Fast byte sorting algorithm

Introduction

The basic idea of what this algorithm has to do for us is that when the algorithm gets a byte sequence input it has to output the sequence of bytes sorted from smallest to biggest byte Let me give you an example of what am I talking about here, a knowledge of hexadecimal system of numbers would be nice to have for easier understanding:

Let's say your input is 7841345 (ascii), which equals 37383431333435 (hex), the algorithm will sort them from smallest to biggest byte (or you can reference it as number, for easier understanding, if you do not know hex), that means that our output will be 1344578 (ascii) 31333434353738 (hex). Another case is if input is from alphabet, like bdcapx, the output will be in right alphabet order, in given case it will be abcdpx. That means not only numbers are considered/sorted in/by this algorithm but all characters you input.

Now let's get on to how the algorithm works. I originally coded it in asm but it can easily be translated to some high level language, you just have to read the text after the asm code which explains what's going on in the code.

The code example

Here is the code and then I'll explain what is done in it.

; ASM CODE                                ; CODE COMMENTS
mov	esi, offset Input_string	; init(ialize) what we entered
mov	edi, offset Output_string	; init where to put result
mov	ecx, input_string_length	; init length of entered string
mov	ebx, esi			; move input string to ebx also (? - explanation at the end)
xor	edx, edx			; clear edx register (we use this register as counter)

next_byte:				; only a label
inc	edx				; increase counter (next byte to test)
mov	esi, ebx			; move input string to esi (? - explanation at the end)

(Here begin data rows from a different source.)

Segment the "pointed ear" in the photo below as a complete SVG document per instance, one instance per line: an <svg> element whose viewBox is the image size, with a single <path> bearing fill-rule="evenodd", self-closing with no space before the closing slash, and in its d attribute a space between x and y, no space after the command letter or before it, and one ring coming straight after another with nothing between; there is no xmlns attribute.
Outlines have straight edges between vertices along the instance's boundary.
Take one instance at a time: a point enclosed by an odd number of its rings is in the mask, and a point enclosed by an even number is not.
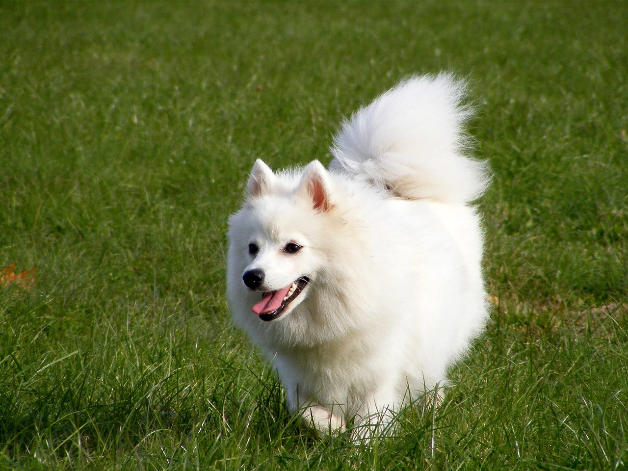
<svg viewBox="0 0 628 471"><path fill-rule="evenodd" d="M314 209L327 212L333 207L327 171L318 160L305 167L299 183L298 192L311 200Z"/></svg>
<svg viewBox="0 0 628 471"><path fill-rule="evenodd" d="M271 168L261 159L257 159L246 184L246 194L250 197L258 197L268 193L274 180L275 176Z"/></svg>

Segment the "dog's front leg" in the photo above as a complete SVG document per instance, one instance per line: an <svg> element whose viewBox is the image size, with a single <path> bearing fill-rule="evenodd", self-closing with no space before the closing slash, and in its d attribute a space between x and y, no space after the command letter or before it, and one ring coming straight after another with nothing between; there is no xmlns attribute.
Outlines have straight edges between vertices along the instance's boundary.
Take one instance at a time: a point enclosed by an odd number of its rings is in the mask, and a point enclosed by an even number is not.
<svg viewBox="0 0 628 471"><path fill-rule="evenodd" d="M300 410L301 423L317 432L320 438L342 433L347 424L342 414L334 413L333 408L312 405Z"/></svg>
<svg viewBox="0 0 628 471"><path fill-rule="evenodd" d="M302 426L314 431L320 438L342 433L347 430L339 406L317 404L311 397L304 397L297 387L288 390L288 408L291 414L299 416Z"/></svg>

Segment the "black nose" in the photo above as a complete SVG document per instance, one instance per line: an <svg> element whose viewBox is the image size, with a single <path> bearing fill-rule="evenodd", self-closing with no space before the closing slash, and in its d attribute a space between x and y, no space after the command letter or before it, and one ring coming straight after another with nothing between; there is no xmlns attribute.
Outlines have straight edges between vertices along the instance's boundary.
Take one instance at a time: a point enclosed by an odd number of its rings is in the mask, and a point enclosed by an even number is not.
<svg viewBox="0 0 628 471"><path fill-rule="evenodd" d="M242 276L242 279L244 284L251 290L255 290L262 284L264 281L264 272L259 268L245 271Z"/></svg>

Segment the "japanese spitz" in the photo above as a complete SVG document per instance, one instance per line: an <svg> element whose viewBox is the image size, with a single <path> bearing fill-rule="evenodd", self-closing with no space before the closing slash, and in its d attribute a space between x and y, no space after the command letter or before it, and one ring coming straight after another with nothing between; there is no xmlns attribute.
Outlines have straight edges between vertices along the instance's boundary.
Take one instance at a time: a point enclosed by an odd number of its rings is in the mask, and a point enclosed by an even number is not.
<svg viewBox="0 0 628 471"><path fill-rule="evenodd" d="M399 84L344 123L327 170L257 160L229 219L233 319L320 435L367 436L438 391L487 322L470 203L490 178L467 155L464 90L448 74Z"/></svg>

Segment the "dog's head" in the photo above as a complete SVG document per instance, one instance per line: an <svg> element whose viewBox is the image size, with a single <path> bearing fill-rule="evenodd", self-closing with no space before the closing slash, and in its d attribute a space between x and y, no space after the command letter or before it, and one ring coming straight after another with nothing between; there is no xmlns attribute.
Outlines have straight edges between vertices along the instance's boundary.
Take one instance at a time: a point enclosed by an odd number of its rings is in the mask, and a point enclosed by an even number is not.
<svg viewBox="0 0 628 471"><path fill-rule="evenodd" d="M277 175L255 163L244 205L229 220L232 308L270 322L307 298L326 263L323 229L333 207L328 176L318 161L301 173Z"/></svg>

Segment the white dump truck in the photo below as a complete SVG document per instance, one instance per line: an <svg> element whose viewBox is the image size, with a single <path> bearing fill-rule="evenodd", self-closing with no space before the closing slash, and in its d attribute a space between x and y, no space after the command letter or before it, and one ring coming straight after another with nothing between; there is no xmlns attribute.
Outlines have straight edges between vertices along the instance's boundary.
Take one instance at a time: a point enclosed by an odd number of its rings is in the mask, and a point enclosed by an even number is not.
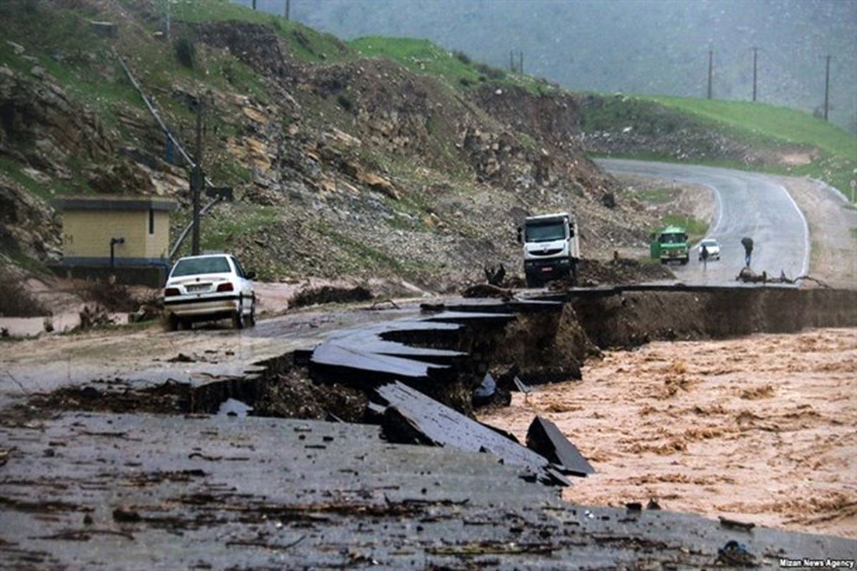
<svg viewBox="0 0 857 571"><path fill-rule="evenodd" d="M518 228L518 241L524 244L528 287L540 288L550 280L577 276L580 238L571 212L528 217Z"/></svg>

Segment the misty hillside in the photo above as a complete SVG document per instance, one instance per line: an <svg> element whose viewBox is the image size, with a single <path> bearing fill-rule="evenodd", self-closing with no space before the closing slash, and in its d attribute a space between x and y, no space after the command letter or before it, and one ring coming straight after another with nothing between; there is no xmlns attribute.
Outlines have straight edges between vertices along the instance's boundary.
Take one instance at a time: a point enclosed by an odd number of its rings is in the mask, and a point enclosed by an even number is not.
<svg viewBox="0 0 857 571"><path fill-rule="evenodd" d="M59 194L171 196L173 237L188 223L188 164L123 63L189 149L202 102L203 168L236 196L205 217L202 249L263 279L443 288L518 270L514 229L538 211L577 212L587 257L644 244L650 215L608 199L569 93L423 41L394 42L420 54L407 65L366 57L225 0L171 4L168 39L163 6L0 3L0 266L59 259Z"/></svg>
<svg viewBox="0 0 857 571"><path fill-rule="evenodd" d="M242 0L249 4L249 0ZM284 0L258 0L282 14ZM857 129L857 2L719 0L512 2L291 0L292 18L346 39L426 38L496 67L524 51L524 71L573 90L758 100L812 112L832 56L831 120Z"/></svg>

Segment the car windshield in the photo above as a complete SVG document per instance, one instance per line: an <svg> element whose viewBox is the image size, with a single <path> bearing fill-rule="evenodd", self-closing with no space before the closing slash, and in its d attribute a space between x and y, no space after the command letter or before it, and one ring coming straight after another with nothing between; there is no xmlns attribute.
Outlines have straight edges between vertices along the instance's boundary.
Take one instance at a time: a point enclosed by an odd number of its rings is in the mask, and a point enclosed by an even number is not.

_search:				; only a label
lodsb					; load byte from input string
cmp	dl, al				; compare taken byte from input string with value in
; counter
jz	write_byte			; does the value in counter match byte taken from input
					; string
cmp	al,0				; are all bytes taken from input string
jz	next_byte			; if all bytes are taken from input string reload input 
; string to esi
jmp	short _search			; try next byte from input string

write_byte:				; only a label
stosb					; write the matched byte into output buffer
dec	ecx				; decrease the input string lenght
jz	the_end			; if all bytes from string are written end search
jmp	short _search			; get back to our search algorithm

the_end:				; only a label
; display Output_string code

; Explanation for - ? we need to load the input string buffer to an independent
register (which is not affected by other parts of algorithm) because of the
instructions we are using, specifically this instruction, lodsb, which loads a
byte from buffer loaded into the esi register and automatically increases it
so, as you can see from the given code, we have to load input buffer into esi
every time we finish one searching cycle (next_byte label)

Code explanation

At the beginning of the code you can see the initialization of the input string (string we wrote, the string from which we want bytes to be sorted), output string (place where the sort result will be stored) buffers and input string length (how long is the input string). We load one by one byte into one register and then compare it with another register which we use as a counter (we start from 1 to +infinite, until we have all of our bytes in right order). We repeat that comparison with the same number in counter for every byte in our input string. If there is no match, then we increase our counter and do the comparison for every byte again, when we have a match we write the byte into our output buffer and decrease the length of string that we've initially loaded into one of registers so we know when all strings are written (that is when the content of that register equals/reaches zero). When we write the matching byte we do not increase our counter immediately but only when all bytes in input string are compared to counter value (there might be the same byte used further in the input string and we do not want to miss that), if we find the same byte again at some other place in the string we write it down next to the previous one (we decrease the length of remaining bytes in the string also). When everything is done we just need to display the content of our output string buffer and we are done.

Conclusion

This was written just to give you another idea on how can you make fast sorting algorithm. I hope you got the idea behind this and if you did, coding your own algorithm (in any coding language) shouldn't be hard for you, even if you are beginner at coding. Just in case I included a working example, so you can check how algorithm really works in practice.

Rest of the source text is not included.